La sfida dell'intelligenza artificiale per il nuovo CEO

Il passaggio di consegne avviene in un momento strategico per l'industria tecnologica, con l'intelligenza artificiale che sta ridefinendo il settore con una forza paragonabile all'impatto dell'iPhone nel 2007. Sebbene Apple abbia consolidato la sua reputazione su principi come la privacy, l'affidabilità e il controllo meticoloso dell'esperienza utente, negli ultimi anni ha dovuto confrontarsi con la necessità di recuperare terreno rispetto ai concorrenti, in particolare nel campo degli assistenti generativi e delle funzionalità AI integrate nei prodotti.
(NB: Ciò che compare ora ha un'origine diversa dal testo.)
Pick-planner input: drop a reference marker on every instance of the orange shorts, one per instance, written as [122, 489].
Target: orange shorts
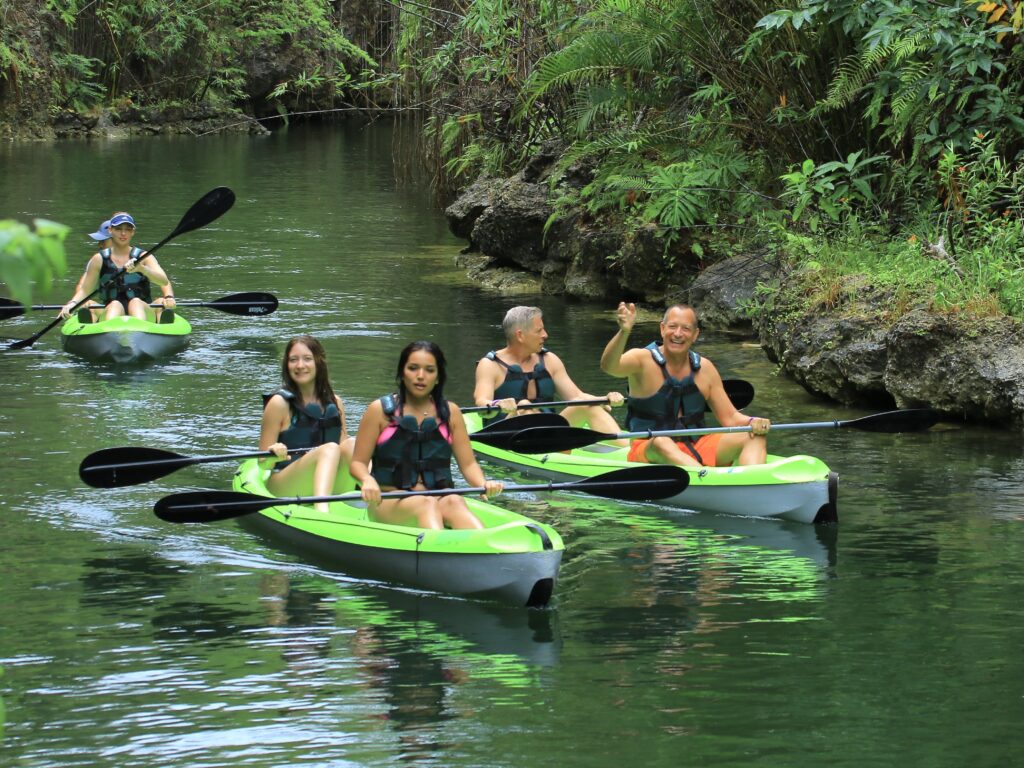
[707, 445]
Questa situazione rappresenta la sfida più articolata per un dirigente con una formazione così radicata nell'hardware.

L'introduzione di una nuova Siri basata su Gemini dimostra la volontà di Apple di avvalersi di partnership esterne quando il proprio stack tecnologico interno non è sufficiente. Tuttavia, il compito di Ternus sarà ben più ambizioso: dovrà assicurarsi che l'intelligenza artificiale sia integrata in modo invisibile, utile e perfettamente coerente con l'intero ecosistema Apple, evitando che i dispositivi dell'azienda si trasformino in meri terminali per modelli sviluppati da terzi.

Continuità e nuove priorità nella gestione

Tim Cook manterrà un ruolo strategico all'interno di Apple come executive chairman. Questa scelta mira a mitigare il rischio di discontinuità, in particolare per quanto riguarda i rapporti istituzionali e la complessa gestione della supply chain.

Il nuovo CEO dovrà quindi muoversi in un contesto che richiede un equilibrio tra la consolidata visione di Apple e la necessità di affrontare con nuove priorità le sfide del mercato globale e tecnologico.